Career NFL statistics as of 2023
- Games played: 2
- Stats at Pro Football Reference

= Tre Swilling =

American football player (born 1999)

Tre Swilling (born March 26, 1999) is an American professional football cornerback. He played college football for the Georgia Tech Yellow Jackets.

==Early life==
Swilling was born in New Orleans, Louisiana and attended Brother Martin High School. Swilling would decide to commit to play college football at Georgia Tech over other schools such as Alabama, Florida, Florida State, LSU, and Michigan.

==College career==
In week ten of the 2018 season, Swilling recorded his first career interception, as he helped Georgia Tech beat North Carolina. Swilling finished the 2018 season with 24 tackles with 1.5 going for a loss, a sack, six pass deflections, an interception, and a forced fumble. In week one of the 2019 season, Swilling broke up a pass and intercepted a pass off of quarterback Trevor Lawrence returning it 41 yards, but the Yellow Jackets would fall against Clemson. Swilling finished the 2019 season with 23 tackles with two being for a loss, ten pass deflections, an interception, and a fumble recovery.
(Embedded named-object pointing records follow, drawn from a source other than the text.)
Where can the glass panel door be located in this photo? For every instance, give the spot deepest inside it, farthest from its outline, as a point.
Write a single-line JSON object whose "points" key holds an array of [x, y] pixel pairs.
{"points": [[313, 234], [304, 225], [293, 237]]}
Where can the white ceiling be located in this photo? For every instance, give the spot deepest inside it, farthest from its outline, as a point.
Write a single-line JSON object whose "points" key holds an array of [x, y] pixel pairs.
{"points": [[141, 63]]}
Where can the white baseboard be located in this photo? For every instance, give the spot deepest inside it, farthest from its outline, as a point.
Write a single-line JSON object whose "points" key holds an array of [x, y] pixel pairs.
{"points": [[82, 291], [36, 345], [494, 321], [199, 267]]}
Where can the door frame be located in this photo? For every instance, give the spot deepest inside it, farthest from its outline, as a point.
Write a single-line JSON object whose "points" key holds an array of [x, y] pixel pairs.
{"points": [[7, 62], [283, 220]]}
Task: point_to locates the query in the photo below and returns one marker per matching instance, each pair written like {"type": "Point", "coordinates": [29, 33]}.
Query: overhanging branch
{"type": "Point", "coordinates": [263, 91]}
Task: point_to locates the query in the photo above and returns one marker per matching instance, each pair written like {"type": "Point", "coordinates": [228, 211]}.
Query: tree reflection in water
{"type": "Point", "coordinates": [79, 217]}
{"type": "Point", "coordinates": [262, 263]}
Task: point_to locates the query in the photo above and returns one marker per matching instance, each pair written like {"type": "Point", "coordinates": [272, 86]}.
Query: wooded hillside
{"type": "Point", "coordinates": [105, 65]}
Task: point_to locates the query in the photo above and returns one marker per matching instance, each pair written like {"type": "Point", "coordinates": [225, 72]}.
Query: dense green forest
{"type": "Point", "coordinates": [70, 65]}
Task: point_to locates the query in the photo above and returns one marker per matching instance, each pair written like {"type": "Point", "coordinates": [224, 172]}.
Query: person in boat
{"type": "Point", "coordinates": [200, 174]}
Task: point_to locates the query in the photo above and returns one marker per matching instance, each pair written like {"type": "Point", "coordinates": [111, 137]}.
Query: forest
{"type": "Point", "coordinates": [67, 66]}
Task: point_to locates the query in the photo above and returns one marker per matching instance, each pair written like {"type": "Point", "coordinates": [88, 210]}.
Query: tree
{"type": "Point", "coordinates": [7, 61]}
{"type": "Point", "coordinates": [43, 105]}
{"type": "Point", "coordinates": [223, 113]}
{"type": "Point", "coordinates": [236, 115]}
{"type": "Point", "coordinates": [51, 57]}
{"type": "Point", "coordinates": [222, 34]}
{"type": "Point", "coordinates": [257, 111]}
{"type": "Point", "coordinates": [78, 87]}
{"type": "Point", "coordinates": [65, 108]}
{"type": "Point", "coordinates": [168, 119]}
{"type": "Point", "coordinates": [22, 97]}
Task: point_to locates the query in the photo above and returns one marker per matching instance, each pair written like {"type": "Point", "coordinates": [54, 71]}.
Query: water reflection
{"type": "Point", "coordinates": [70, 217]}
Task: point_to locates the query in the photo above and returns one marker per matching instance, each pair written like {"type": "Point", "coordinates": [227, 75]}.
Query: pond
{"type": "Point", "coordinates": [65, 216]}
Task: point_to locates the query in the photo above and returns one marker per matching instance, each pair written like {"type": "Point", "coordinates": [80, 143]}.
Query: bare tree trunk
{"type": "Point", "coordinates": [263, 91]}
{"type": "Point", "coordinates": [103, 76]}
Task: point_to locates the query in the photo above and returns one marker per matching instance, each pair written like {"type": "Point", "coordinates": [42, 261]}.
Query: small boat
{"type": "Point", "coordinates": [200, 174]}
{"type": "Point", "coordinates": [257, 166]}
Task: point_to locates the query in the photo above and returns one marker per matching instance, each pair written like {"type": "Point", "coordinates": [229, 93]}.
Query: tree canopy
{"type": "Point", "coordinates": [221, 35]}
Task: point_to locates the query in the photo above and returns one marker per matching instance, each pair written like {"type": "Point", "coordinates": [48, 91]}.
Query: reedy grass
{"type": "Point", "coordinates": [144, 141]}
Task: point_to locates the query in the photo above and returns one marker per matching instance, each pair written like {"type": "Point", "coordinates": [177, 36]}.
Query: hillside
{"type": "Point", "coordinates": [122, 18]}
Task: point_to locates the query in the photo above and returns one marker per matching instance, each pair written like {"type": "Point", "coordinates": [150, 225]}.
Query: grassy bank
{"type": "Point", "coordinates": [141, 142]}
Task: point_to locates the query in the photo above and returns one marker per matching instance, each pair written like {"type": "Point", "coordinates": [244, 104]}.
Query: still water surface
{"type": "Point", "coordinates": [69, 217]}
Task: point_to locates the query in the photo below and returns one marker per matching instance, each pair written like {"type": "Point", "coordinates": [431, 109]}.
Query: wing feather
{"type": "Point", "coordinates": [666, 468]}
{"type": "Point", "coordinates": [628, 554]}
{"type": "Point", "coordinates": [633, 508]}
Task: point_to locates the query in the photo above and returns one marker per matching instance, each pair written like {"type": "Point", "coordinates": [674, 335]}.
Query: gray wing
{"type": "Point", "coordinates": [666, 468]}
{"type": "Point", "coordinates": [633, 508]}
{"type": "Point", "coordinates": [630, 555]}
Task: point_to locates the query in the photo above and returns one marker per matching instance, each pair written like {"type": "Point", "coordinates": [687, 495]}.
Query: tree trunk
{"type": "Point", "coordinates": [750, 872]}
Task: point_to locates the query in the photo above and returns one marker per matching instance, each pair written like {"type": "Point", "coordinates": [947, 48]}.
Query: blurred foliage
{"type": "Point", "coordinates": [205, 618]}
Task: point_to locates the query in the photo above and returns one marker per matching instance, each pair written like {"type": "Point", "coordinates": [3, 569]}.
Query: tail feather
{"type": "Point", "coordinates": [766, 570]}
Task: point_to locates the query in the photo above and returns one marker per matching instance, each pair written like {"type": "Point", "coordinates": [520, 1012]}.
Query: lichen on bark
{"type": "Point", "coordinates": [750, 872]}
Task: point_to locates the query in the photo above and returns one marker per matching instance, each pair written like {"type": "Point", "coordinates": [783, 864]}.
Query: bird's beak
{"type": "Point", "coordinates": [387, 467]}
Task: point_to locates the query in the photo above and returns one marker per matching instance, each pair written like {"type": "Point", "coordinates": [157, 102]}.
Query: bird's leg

For his performance on the season, Swilling was named an All-ACC Honorable Mention. In the 2020 season, Swilling recorded 21 tackles, a pass deflection, a fumble recovery, and a forced fumble. In the 2021 season, Swilling notched 33 tackles with two being for a loss, a sack, and four pass deflections.

Swilling finished his Georgia Tech career with 101 tackles with 5.5 going for a loss, two sacks, 21 pass deflections, two interceptions, two fumble recoveries, and two forced fumbles.

==Professional career==

Pre-draft measurables
| Height | Weight | Arm length | Hand span | 40-yard dash | 10-yard split | 20-yard split | 20-yard shuttle | Three-cone drill | Vertical jump | Broad jump | Bench press |
| 6 ft 0+3⁄4 in (1.85 m) | 196 lb (89 kg) | 31+3⁄4 in (0.81 m) | 9+5⁄8 in (0.24 m) | 4.67 s | 1.65 s | 2.75 s | 4.15 s | 6.81 s | 37 in (0.94 m) | 10 ft 6 in (3.20 m) | 15 reps |
All values from Pro Day

===Tennessee Titans===
On April 30, 2022, Swilling was signed to the Tennessee Titans as an undrafted free agent after going unselected in the 2022 NFL draft. Swilling was waived on August 30, 2022.

===New Orleans Saints===
On September 12, 2022, Swilling was signed to the New Orleans Saints practice squad. He was released on October 4, 2022.

===San Francisco 49ers===
On December 20, 2022, Swilling was signed to the San Francisco 49ers practice squad. He was released on December 27, 2022. On February 6, 2023, Swilling was re-signed to the 49ers to a reserve/future contract. He was waived on August 29, 2023, but was re-signed to the practice squad the next day. On September 16, 2023, Swilling was elevated from the practice squad to the active roster after cornerback Samuel Womack was placed on the injured reserve due to an MCL injury. He saw action in two games on special teams before being waived again on September 21, 2023.

===Baltimore Ravens===
On October 3, 2023, Swilling was signed to the Baltimore Ravens practice squad. He signed a reserve/future contract on January 29, 2024. He was waived on July 22.

=== New York Jets ===
Swilling was signed by the New York Jets on August 2, 2024. He was waived on August 27, and re-signed to the practice squad. He was active for one game, playing in the Jets' final game of the regular season, a 30-20 win over the Miami Dolphins in which he played on special teams. Following the season, Swilling signed a reserve/future contract with New York on January 6, 2025. On June 12, Swilling was waived by the Jets.

===Carolina Panthers===
On July 23, 2025, Swilling signed with the Carolina Panthers. He was waived on August 25.

==Personal life==
Swilling is the son of College Football Hall of Fame linebacker, Pat Swilling.